Arts employers in Ireland are typically large state organisations and small businesses. Self-employment is quite common.
Career opportunities within the sector include:
Curators work within museums, zoos, botanical gardens and historical sites. Responsibilities include supervising the cataloguing, indexing and storing of species; overseeing the development of guided tours, planning and preparing exhibitions, supervising volunteer programmes, and preparing budgets. Curators generally specialise within a field, eg history, art, botany.
Conservators manage, care for, preserve, treat, and document works of art, artefacts, and specimens. They examine specimens and determine their condition, the treatment needed and the appropriate method for preservation. They tend to specialise in a particular material or group of objects, eg books, textiles, metals.
Education officers are responsible for liaising with schools and organising visits, providing educational services including teaching, talks, seminars, courses, meetings, demonstrations, outreach, developing, preparing and managing educational resources.
Various local authorities employ arts officers to promote the development of arts and culture policies. Responsibilities include developing information services, co-ordinating marketing activities, supporting arts projects and initiatives, supporting artists, promoting the profile of the arts locally and nationally and promoting arts in communities and schools.

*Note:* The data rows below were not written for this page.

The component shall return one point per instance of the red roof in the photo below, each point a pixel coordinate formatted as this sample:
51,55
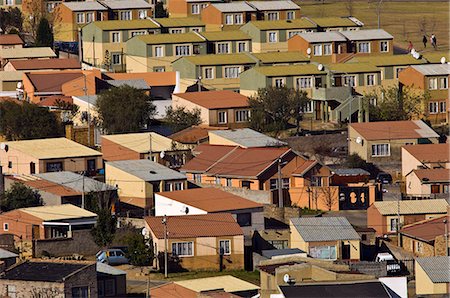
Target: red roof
193,226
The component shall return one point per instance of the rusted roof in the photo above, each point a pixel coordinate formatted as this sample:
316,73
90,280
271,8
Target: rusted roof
221,99
210,199
193,226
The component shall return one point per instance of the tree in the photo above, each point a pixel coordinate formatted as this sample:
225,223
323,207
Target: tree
20,196
24,120
44,34
124,109
181,118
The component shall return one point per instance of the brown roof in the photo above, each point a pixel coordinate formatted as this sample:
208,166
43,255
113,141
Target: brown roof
33,64
433,175
426,230
193,226
430,152
392,130
210,199
10,39
216,99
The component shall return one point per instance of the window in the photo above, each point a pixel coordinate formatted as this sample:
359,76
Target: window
242,115
384,46
232,72
273,36
80,18
225,247
222,117
381,150
183,249
363,47
244,219
182,50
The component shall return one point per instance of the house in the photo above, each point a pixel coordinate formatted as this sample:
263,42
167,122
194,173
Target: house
382,141
433,80
272,36
432,276
244,137
196,242
28,157
329,238
425,238
157,52
138,180
217,108
46,222
146,145
386,216
58,278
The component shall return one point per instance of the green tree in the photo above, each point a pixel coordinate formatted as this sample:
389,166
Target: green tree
44,34
20,196
19,121
181,118
124,109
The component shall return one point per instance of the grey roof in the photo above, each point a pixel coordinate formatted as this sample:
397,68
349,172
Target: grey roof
437,268
322,36
433,69
273,5
246,137
147,170
325,228
369,34
75,181
233,7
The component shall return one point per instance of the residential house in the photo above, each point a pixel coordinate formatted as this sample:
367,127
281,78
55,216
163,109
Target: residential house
382,141
431,79
105,42
221,71
27,157
197,242
432,276
272,36
217,108
58,278
46,222
157,52
138,180
425,238
386,216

Routes into the industry vary widely. Many people start in quite junior roles and some begin by working on a voluntary basis. Although the area is open to all degree disciplines, a degree in one of the following areas may be an advantage; drama/theatre studies, film studies, arts, music, archaeology, English, history or Celtic studies. A number of universities offer postgraduate programmes in arts policy and practice, cultural policy and art management. Undergraduate and postgraduate programmes in museum studies are offered in a number of UK universities.